On Saturday, he is expected to finish his 353-mile, two-week journey from Manchester to Fulton, N.Y. as he attempts to raise awareness on cancer prevention and $5,000 for the American Cancer Society.
"The battle is in the mind," Hall said Wednesday, adding that his ongoing motivation is the reality that he's only days away from finishing. "Yeah, I'm fatigued physically, but if your mind isn't in the right spot, you can forget about it. You've got to stay positive and you've got to believe that you're going to accomplish your goals each day."
Hall, scheduled to run about 37 miles from Cortland, N.Y. to Syracuse Friday, is expected to arrive in Fulton at about 1 p.m. Saturday after running the final 22 miles from Syracuse.
Hall, a 31-year-old director of operations for the Baltimore-based landscaping company Lorenz, Inc., started Sept. 28 in Manchester and has since visited 11 towns and cities across New York and Pennsylvania trying to raise awareness on cancer prevention.
He has run between 21.3 miles to 37 miles each day.
"I'm physically pretty sore," he said. "My muscles are fatigued to say the least."
As of Friday morning, Hall had raised $3,780, according to his website, crushcancer.webs.com.
Throughout his trip, every hotel has provided a complimentary room and at nearly every restaurant, someone has picked up his tab after hearing why he is running 353 miles.

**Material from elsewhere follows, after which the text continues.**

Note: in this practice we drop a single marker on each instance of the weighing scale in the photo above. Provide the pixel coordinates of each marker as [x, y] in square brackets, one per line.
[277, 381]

At one stop, a hotel employee went to the local Walmart, bought Hall sunscreen when the hotel had none and left it at the front desk for him the next morning.
"The generosity and kindness of so many strangers has really awed me," he said.
Hall is running to the home of his late uncle, Timothy Thurlow, in Fulton, which is about 30 miles north of Syracuse.
Hall, whose aunt and uncle both died from cancer within the past 10 years, has said the memory of his aunt and uncle have been the inspiration for this effort.
His goal has been to run as much of the trip as possible and thus far he estimated that 85 percent of his travel has been running.
"If I stop, it's to chug some water or to stop at some gas station and get some fruit," he said.
A typical day for Hall begins with breakfast between 6 and 6:30 a.m. After letting his food settle, he starts running at 9 a.m. and has been finishing between 2 and 3:30 p.m.
"In the beginning, I was pleasantly surprised of my ability," he said. "Now I can definitely see my body wearing down."
He said he has been interviewed by seven to eight newspapers, two television stations, and a handful of radio stations throughout the past two weeks.